Sidebar: More underground labs

The world’s largest underground laboratory is Gran Sasso in Italy. the facility, 120km from Rome, is located off a 10km-long freeway tunnel that crosses the Gran Sasso mountain range. Used exclusively for particle physics experiments, it consists of service tunnels and three large experimental halls, each about 100m x 20m x 18m.

While Gran Sasso is the largest, the deepest lab is Canada’s Sudbury Neutrino Observatory (SNOLAB) located 2km deep in Sudbury, Ontario.
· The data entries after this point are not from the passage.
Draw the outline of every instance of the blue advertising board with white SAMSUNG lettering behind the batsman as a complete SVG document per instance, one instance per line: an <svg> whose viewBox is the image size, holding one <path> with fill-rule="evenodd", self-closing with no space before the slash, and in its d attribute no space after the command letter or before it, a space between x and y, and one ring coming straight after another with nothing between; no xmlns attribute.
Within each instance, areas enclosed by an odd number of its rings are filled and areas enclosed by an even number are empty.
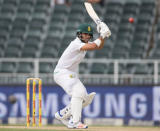
<svg viewBox="0 0 160 131"><path fill-rule="evenodd" d="M94 91L97 94L93 103L83 109L83 118L120 118L126 124L129 120L130 124L133 120L160 121L160 87L86 88L89 93ZM58 86L43 86L42 93L42 116L51 123L54 113L69 104L70 97ZM16 103L8 101L10 95L16 96ZM36 97L38 115L38 91ZM8 117L26 117L25 86L0 86L0 120L5 121Z"/></svg>

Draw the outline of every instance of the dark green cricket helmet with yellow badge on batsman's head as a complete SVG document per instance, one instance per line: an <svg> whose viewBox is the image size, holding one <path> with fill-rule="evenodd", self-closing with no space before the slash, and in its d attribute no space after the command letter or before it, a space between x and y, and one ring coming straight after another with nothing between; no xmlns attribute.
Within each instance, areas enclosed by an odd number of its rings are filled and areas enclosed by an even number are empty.
<svg viewBox="0 0 160 131"><path fill-rule="evenodd" d="M91 38L93 38L93 28L91 27L90 24L87 24L87 23L81 24L77 29L77 36L82 42L84 42L85 40L82 38L82 35L81 35L82 33L89 34Z"/></svg>

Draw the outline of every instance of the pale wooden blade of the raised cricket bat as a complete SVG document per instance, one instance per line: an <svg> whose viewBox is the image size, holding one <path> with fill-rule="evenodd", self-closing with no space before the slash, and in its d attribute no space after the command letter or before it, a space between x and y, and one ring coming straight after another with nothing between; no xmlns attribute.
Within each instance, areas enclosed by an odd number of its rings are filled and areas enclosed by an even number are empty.
<svg viewBox="0 0 160 131"><path fill-rule="evenodd" d="M93 21L96 24L99 24L101 22L100 18L98 17L97 13L95 12L95 10L93 9L91 3L88 2L84 2L85 8L89 14L89 16L93 19Z"/></svg>

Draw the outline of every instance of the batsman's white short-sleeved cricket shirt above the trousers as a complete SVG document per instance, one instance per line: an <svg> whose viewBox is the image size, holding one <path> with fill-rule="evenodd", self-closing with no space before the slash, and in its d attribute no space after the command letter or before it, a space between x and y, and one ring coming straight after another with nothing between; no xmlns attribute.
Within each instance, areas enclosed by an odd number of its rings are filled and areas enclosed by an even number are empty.
<svg viewBox="0 0 160 131"><path fill-rule="evenodd" d="M76 72L86 54L86 51L80 51L81 47L84 45L85 43L78 37L73 40L60 57L56 69L68 69Z"/></svg>

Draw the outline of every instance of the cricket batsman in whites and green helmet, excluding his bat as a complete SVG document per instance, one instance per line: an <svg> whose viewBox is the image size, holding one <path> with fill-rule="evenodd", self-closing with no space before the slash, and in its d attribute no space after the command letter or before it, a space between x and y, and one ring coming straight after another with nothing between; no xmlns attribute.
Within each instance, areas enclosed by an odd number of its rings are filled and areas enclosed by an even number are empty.
<svg viewBox="0 0 160 131"><path fill-rule="evenodd" d="M81 24L77 31L77 37L71 41L60 57L54 70L54 80L71 97L70 104L55 113L55 118L60 120L68 128L85 129L88 126L81 123L82 108L89 105L95 92L90 94L78 78L78 66L85 57L87 51L102 49L105 38L111 35L111 31L104 22L97 25L99 38L92 41L93 29L90 24Z"/></svg>

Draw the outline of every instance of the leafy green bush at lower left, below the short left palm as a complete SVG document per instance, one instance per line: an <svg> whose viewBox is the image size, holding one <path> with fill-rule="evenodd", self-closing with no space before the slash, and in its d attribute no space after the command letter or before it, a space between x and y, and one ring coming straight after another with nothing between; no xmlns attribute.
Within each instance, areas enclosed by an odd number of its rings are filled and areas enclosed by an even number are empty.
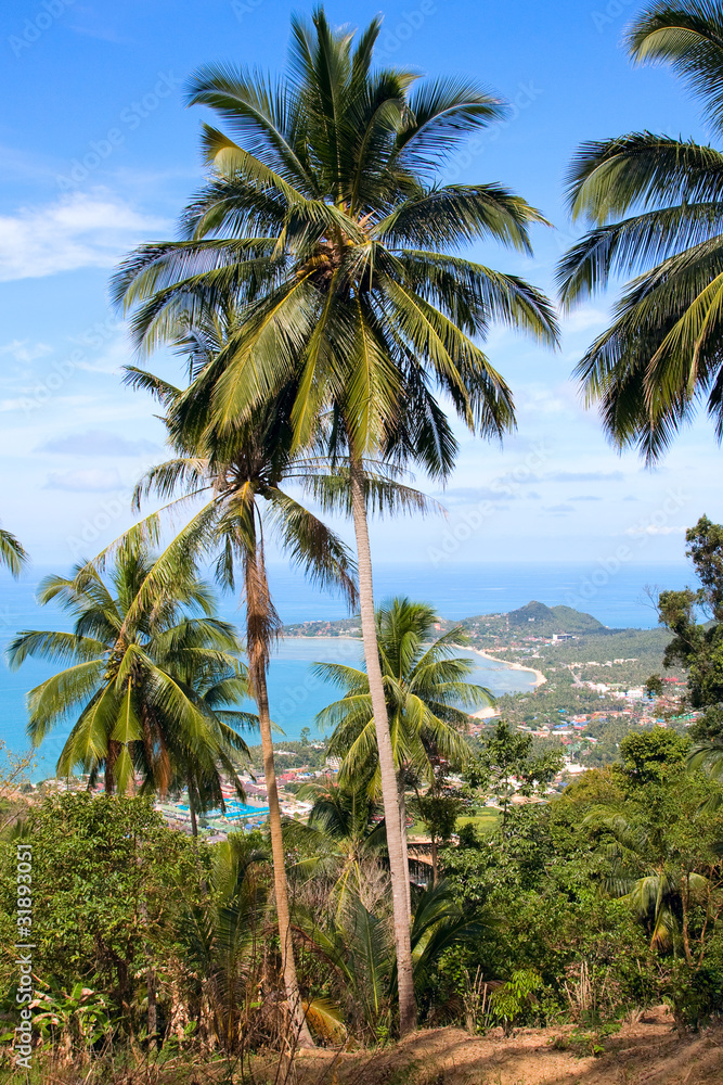
<svg viewBox="0 0 723 1085"><path fill-rule="evenodd" d="M182 893L198 884L197 855L138 797L48 796L16 832L33 845L34 962L51 997L80 982L107 996L121 1031L133 1031L137 978L150 962L166 972ZM1 847L2 910L12 916L15 844ZM3 969L13 976L11 949ZM13 997L15 982L5 986Z"/></svg>

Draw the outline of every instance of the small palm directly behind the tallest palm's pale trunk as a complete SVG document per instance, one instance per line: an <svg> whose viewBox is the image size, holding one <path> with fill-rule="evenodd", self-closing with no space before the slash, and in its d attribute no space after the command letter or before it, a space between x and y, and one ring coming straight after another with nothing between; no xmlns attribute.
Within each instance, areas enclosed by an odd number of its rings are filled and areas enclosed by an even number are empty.
<svg viewBox="0 0 723 1085"><path fill-rule="evenodd" d="M434 786L435 767L440 760L461 765L469 753L461 733L468 727L469 716L461 706L478 709L492 699L489 690L465 681L474 665L464 656L454 656L455 650L467 640L460 627L429 643L437 621L431 607L405 598L392 599L376 612L376 641L399 787L398 824L408 894L405 786L408 782ZM378 792L380 758L367 673L337 663L318 663L314 673L345 690L340 701L317 716L321 727L334 729L328 753L344 758L340 780L366 780L372 793Z"/></svg>

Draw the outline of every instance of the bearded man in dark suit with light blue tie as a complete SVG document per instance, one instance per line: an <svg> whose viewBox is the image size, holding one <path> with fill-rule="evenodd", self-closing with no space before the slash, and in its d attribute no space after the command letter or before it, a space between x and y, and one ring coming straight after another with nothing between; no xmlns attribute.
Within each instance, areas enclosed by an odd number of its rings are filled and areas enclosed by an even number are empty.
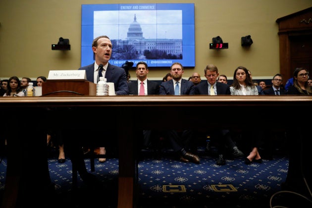
<svg viewBox="0 0 312 208"><path fill-rule="evenodd" d="M184 73L182 64L175 62L170 69L172 80L160 84L159 95L194 95L195 86L193 82L182 79L182 74ZM167 133L173 150L180 155L180 161L200 163L199 156L185 150L193 138L193 131L184 130L182 136L175 130L169 130Z"/></svg>

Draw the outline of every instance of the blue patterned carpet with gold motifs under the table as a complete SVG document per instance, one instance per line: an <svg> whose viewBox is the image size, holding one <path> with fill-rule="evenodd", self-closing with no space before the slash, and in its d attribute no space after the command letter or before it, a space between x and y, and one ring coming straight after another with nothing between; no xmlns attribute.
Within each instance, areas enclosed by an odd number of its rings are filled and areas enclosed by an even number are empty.
<svg viewBox="0 0 312 208"><path fill-rule="evenodd" d="M95 174L101 185L90 188L78 175L78 190L72 190L71 162L58 163L57 154L48 158L55 196L51 207L116 207L118 159L95 161ZM244 158L215 164L215 157L199 151L201 164L177 161L172 155L142 158L138 163L138 208L270 208L271 196L281 191L288 170L288 158L246 165ZM89 172L90 160L85 160ZM0 191L4 189L5 158L0 163ZM99 188L100 187L100 188ZM275 205L276 206L276 205Z"/></svg>

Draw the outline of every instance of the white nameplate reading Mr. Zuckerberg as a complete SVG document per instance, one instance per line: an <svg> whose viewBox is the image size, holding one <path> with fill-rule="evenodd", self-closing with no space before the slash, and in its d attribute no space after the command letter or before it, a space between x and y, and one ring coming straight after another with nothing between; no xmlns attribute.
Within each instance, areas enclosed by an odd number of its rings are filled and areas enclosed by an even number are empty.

A former nickel mine, originally developed to study neutrinos, the lab recently received $8m (£4m) to build a cryopit — a large cavern in which it will store low-temperature liquids and gases required for dark matter research.

However, many of the biggest breakthroughs in neutrino research over the past decade have been made by scientists working at the Kamioka underground laboratory in Japan, in an abandoned lead and zinc mine. Experiments at the 1,000m-deep lab confirmed that neutrinos, long thought to be weightless, do have a mass.

In the UK, the Dark Matter Collaboration is using the still-functioning Boulby Potash mine near Middlesborough to search for the weakly interacting massive particles (WIMPS) that some claim could form much of the Universe’s dark matter.